Do you talk about your other negotiation options, or BATNAs?


Very interesting blog post! Do you have advice for how to respond when the other side mentions their BATNA? Should you immediately respond with yours? How do you affirm your position without sounding threatening? Thought provoking post- I'm glad I follow you on Twitter and found it.

It is a common misperception that disclosing a BATNA necessarily leads to some confrontation. Not so….

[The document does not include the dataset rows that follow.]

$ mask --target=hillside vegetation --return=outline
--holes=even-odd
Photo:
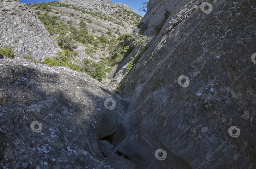
[[[134,46],[129,46],[134,38],[131,31],[122,34],[120,30],[125,30],[125,25],[128,24],[132,27],[130,30],[133,31],[139,25],[142,17],[123,7],[96,4],[93,5],[96,8],[91,9],[58,1],[28,5],[63,50],[55,58],[46,58],[43,63],[85,72],[102,80],[106,79],[106,73],[120,63],[134,48]],[[107,13],[97,11],[98,9],[113,11],[110,15]],[[75,13],[79,11],[82,15],[88,15],[95,20],[93,18],[85,19],[70,12],[73,11],[69,12],[68,9],[75,10]],[[110,25],[118,27],[107,28],[107,31],[103,32],[101,30],[104,30],[101,29],[104,26],[99,24],[99,20],[105,21]],[[94,26],[97,26],[95,29]]]

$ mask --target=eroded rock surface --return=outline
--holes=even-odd
[[[203,1],[149,1],[144,34],[156,36],[120,83],[130,137],[119,151],[142,168],[255,167],[256,2],[208,2],[209,14]],[[156,34],[154,24],[170,9]],[[179,85],[181,75],[188,85]]]
[[[12,47],[17,56],[36,61],[60,50],[37,16],[25,3],[0,2],[0,46]]]

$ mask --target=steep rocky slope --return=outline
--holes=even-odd
[[[34,13],[25,3],[0,1],[0,46],[17,56],[39,61],[55,56],[60,49]]]
[[[122,98],[113,92],[64,67],[19,58],[1,58],[0,65],[0,168],[138,167],[115,153],[106,159],[99,150],[98,141],[125,121]],[[116,102],[114,109],[104,106],[108,98]],[[40,133],[32,130],[34,121],[42,125]],[[121,143],[123,134],[113,141]]]
[[[255,168],[256,2],[203,2],[152,0],[142,21],[156,37],[120,83],[120,148],[142,168]]]
[[[155,37],[120,64],[122,98],[0,56],[1,167],[255,168],[256,3],[204,2],[149,1],[136,31]]]

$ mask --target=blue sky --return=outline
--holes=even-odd
[[[54,0],[20,0],[20,2],[25,3],[26,3],[32,4],[34,2],[36,3],[41,3],[42,2],[48,2],[53,1]],[[133,9],[135,12],[139,15],[143,16],[145,15],[145,12],[140,12],[138,9],[141,7],[142,7],[143,5],[142,3],[144,3],[148,0],[111,0],[115,3],[125,3],[131,7]]]

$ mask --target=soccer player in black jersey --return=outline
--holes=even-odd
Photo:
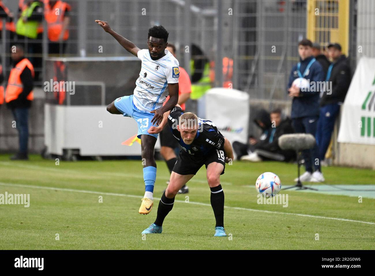
[[[169,184],[159,202],[156,219],[142,234],[162,232],[163,222],[173,208],[176,195],[204,164],[216,220],[214,235],[225,237],[226,234],[224,229],[224,192],[220,184],[220,175],[224,173],[225,163],[233,159],[230,142],[212,122],[198,118],[190,112],[183,113],[178,104],[168,113],[164,113],[159,127],[152,127],[148,132],[160,132],[168,122],[182,149],[171,175]]]

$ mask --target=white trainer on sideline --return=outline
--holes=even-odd
[[[316,170],[312,173],[310,182],[324,182],[325,180],[324,176],[323,176],[323,174],[319,171]]]

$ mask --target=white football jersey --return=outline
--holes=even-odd
[[[135,82],[133,102],[142,111],[150,112],[161,107],[169,95],[168,84],[178,82],[178,61],[166,49],[165,53],[161,58],[153,60],[148,49],[138,51],[142,68]]]

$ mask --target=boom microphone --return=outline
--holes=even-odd
[[[279,138],[278,143],[282,149],[299,151],[313,148],[315,145],[315,138],[311,134],[306,133],[284,134]]]

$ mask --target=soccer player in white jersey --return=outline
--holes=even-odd
[[[138,125],[138,137],[141,139],[145,192],[139,213],[149,213],[154,204],[153,193],[156,177],[156,163],[154,147],[158,134],[147,131],[161,122],[164,113],[170,110],[178,100],[178,62],[168,50],[168,32],[162,26],[154,26],[148,30],[148,49],[141,50],[133,42],[112,30],[108,23],[95,20],[105,32],[126,51],[142,61],[139,77],[135,83],[134,95],[118,98],[107,107],[112,114],[132,117]],[[170,99],[163,106],[168,95]]]

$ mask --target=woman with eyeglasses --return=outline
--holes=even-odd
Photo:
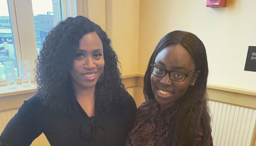
[[[144,78],[146,101],[138,108],[126,146],[213,145],[207,100],[204,46],[175,31],[152,54]]]
[[[42,133],[52,146],[123,145],[137,107],[98,25],[81,16],[59,23],[36,63],[37,93],[7,124],[0,146],[30,145]]]

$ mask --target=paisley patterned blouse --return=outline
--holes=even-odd
[[[167,128],[173,109],[169,108],[160,110],[158,106],[158,104],[152,99],[144,101],[140,106],[134,128],[129,133],[125,146],[169,145]],[[194,138],[195,146],[202,145],[204,134],[202,129],[200,125]],[[207,146],[213,145],[211,137],[207,140]]]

First, when someone hints at or discloses their BATNA, you are thrilled! You want and need to know as much as possible about your counterpart’s BATNA because with that information you can determine how to offer terms more valuable than their BATNA (or find out that their BATNA is much stronger than you thought and reassess your own business and negotiation strategies).
Second, while you want to hint/disclose at some point early in bargaining that you have a BATNA (not necessarily what it is), this is probably the wrong moment to do that. This conversation is about your counterpart’s BATNA; pick your own moment to start a conversation about your BATNA.
Third, the Best Negotiating Practices dictate that when your counterpart hints at or discloses a BATNA, you want to LET THEM TALK. Listen (attentively and with sincere curiosity). Next, Probe (ask open ended questions designed to elicit more information). For example, “Tell me more about that company, their market presence is new to me,” or “I think we can make progress if you can share more about your options.” Direct questions delivered in a non-defensive/non-aggressive tone can be helpful here too: “Who are their other clients/suppliers,” or “Have they put an offer on the table or are you in preliminary discussions.”
Remember, a rational negotiator will take a deal that is better than their BATNA. Now, if your counterpart is irrational or is disclosing their BATNA as a threat, your strategy will include how to manage irrational or intimidating negotiators (a topic to be covered in a future blog), but will still benefit greatly from the one-two punch of listening and probing.